Whether you are a fan of the Chase or not, it does actually give us two seasons in one as there is plenty of competition just to make it into the Chase. It seems as soon as the checkered flag waves after the Daytona 500 to begin the season that the pressure to make the Chase starts to build as every driver knows that only a couple of bad finishes early in the season can take away any chance of ever making it into the Chase with the opportunity to become the series champion.
It seems that drivers start the season “points driving” as they have to protect their spot in the top 12 if they want to move on into the championship round. The first month of the season will usually produce a lot of changes in the top 12 after every race, but it isn’t long until a few drivers start establishing themselves firmly in the Chase field as they stay out of trouble on the track and start to string together top-10 and top-5 finishes.

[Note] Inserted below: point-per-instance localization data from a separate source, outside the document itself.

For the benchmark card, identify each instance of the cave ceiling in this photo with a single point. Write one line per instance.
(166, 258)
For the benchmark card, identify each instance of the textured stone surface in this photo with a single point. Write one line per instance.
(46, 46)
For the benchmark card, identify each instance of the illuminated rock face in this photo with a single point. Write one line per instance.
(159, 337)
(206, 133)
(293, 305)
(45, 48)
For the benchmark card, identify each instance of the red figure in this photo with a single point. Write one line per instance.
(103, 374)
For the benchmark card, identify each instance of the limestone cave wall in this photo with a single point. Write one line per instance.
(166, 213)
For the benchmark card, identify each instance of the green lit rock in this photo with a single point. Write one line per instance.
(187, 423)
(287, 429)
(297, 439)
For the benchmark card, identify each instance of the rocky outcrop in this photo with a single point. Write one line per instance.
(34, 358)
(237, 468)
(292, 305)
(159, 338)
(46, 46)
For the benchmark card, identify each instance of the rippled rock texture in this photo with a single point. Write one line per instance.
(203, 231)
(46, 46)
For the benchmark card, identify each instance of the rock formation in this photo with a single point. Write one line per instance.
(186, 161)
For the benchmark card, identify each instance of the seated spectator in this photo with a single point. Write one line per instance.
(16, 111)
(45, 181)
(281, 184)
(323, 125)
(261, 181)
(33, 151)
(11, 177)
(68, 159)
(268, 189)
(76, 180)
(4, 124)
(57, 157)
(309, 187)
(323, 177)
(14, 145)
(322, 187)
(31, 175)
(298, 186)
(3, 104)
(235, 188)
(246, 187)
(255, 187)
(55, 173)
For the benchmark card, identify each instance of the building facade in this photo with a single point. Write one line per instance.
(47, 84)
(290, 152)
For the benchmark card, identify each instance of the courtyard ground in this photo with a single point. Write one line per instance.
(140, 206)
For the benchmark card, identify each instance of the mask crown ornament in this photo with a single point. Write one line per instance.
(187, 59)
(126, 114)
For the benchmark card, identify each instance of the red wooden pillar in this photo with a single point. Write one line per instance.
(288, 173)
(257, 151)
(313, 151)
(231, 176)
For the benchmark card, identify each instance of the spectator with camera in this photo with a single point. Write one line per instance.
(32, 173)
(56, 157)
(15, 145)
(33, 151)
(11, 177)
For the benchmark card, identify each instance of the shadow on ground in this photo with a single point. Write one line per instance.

Still, not every spot is always accounted for with only two races remaining. The history of the Chase shows that drivers close to the bubble still have the chance of moving up into the Chase field or falling out. Five drivers in the last six seasons have driven their way into the Chase field with two races remaining. The latest was Brian Vickers, who was able to bump Matt Kenseth out of the top 12 last season.
This season it seems that Clint Bowyer is the only driver on the bubble now in the top 12. Going into Atlanta, he is the only driver that can actually drop out of the Chase field as the rest of the drivers in the top 12 have enough of a cushion in the standings that, regardless of where they finish on Sunday, they will go into the last race at Richmond still in the Chase.
Chasing Bowyer this weekend for the final transfer spot will be Jamie McMurray and Mark Martin. McMurray trails by 100 points and Martin finds himself one point behind McMurray. Even though Martin made the field last year, it is McMurray who may be the biggest threat to Bowyer this weekend. McMurray has picked up five spots in the standings over the last five races and has actually outscored Bowyer by 81 points during this five-race span.
McMurray may or may not be able to bump Bowyer from the 12th spot but either way, he has put together somewhat of a dream season. He opened up the year by winning the biggest race on the entire schedule when he took the checkered flag in the Daytona 500. He followed that up earlier this summer with a win in the prestigious Brickyard 400 at Indianapolis Motor Speedway.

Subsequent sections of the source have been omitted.